„Der Zweifel ist der Beginn der Wissenschaft. Wer nichts anzweifelt, prüft nichts. Wer nichts prüft, entdeckt nichts. Wer nichts entdeckt, ist blind und bleibt blind.“ (Teilhard de Chardin, 1881-1955, frz. Theologe, Paläontologe u. Philosoph)

Kinder psychisch kranker Eltern und die „familiäre Solidarität“

– zugleich Kritik am Urteil des BGH vom 15.9.2010

von Dr. Marcus Lau und stud. B.A. Soziale Arbeit Anne Lau
veröffentlicht in der Zeitschrift für das Gesamte Familienrecht mit Betreuungsrecht, Erbrecht, Verfahrensrecht, Öffentlichem Recht – FamRZ 2011, Heft 11, S. 862 ff.
Stand: 7. Juni 2011

Mit Urteil vom 15. September 2010 hat der Bundesgerichtshof den Sohn einer schwer schizophrenen erkrankten und seinerzeit allein erziehenden Mutter in letzter Instanz zur Zahlung von Elternunterhalt verurteilt.
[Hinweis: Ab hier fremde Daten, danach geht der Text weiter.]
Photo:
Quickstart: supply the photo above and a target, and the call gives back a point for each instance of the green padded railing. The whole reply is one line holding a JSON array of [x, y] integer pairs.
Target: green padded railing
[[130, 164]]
Geklagt hatte der bislang in Vorleistung getretene Sozialhilfeträger. Der Beklagte hatte unter anderem gegen seine Inanspruchnahme eingewandt, dass sich der klagende Sozialhilfeträger jedenfalls nicht auf einen Übergang der Unterhaltsansprüche seiner Mutter berufen könne, da dem § 94 III 1 Nr. 2 SGB XII entgegenstehe. Diese Vorschrift schließt einen entsprechenden gesetzlichen Forderungsübergang aus, soweit dies eine unbillige Härte bedeuten würde. Der Bundesgerichtshof ist dem Einwand im Ergebnis nicht gefolgt.

Lau und dessen Ehefrau, die sehr engagiert ist in der Arbeit mit psychisch Kranken, halten das Urteil des Bundesgerichtshofs vom 15. September 2010 in diesem Punkt für verfehlt. Der Bundesgerichtshof hat nämlich der speziellen Situation von Kindern psychisch kranker Eltern keine besondere Aufmerksamkeit geschenkt, obgleich dies nach seiner eigenen Rechtsprechung zur unbilligen Härte i. S. v. § 94 III 1 Nr. 2 SGB XII angezeigt gewesen wäre. Das Urteil belegt damit einmal mehr, dass es in unserer Gesellschaft nach wie vor an Verständnis für und Einsicht in die Situation von Kindern psychisch kranker Eltern fehlt. Bleibt zu hoffen, dass sich dies baldmöglichst ändert.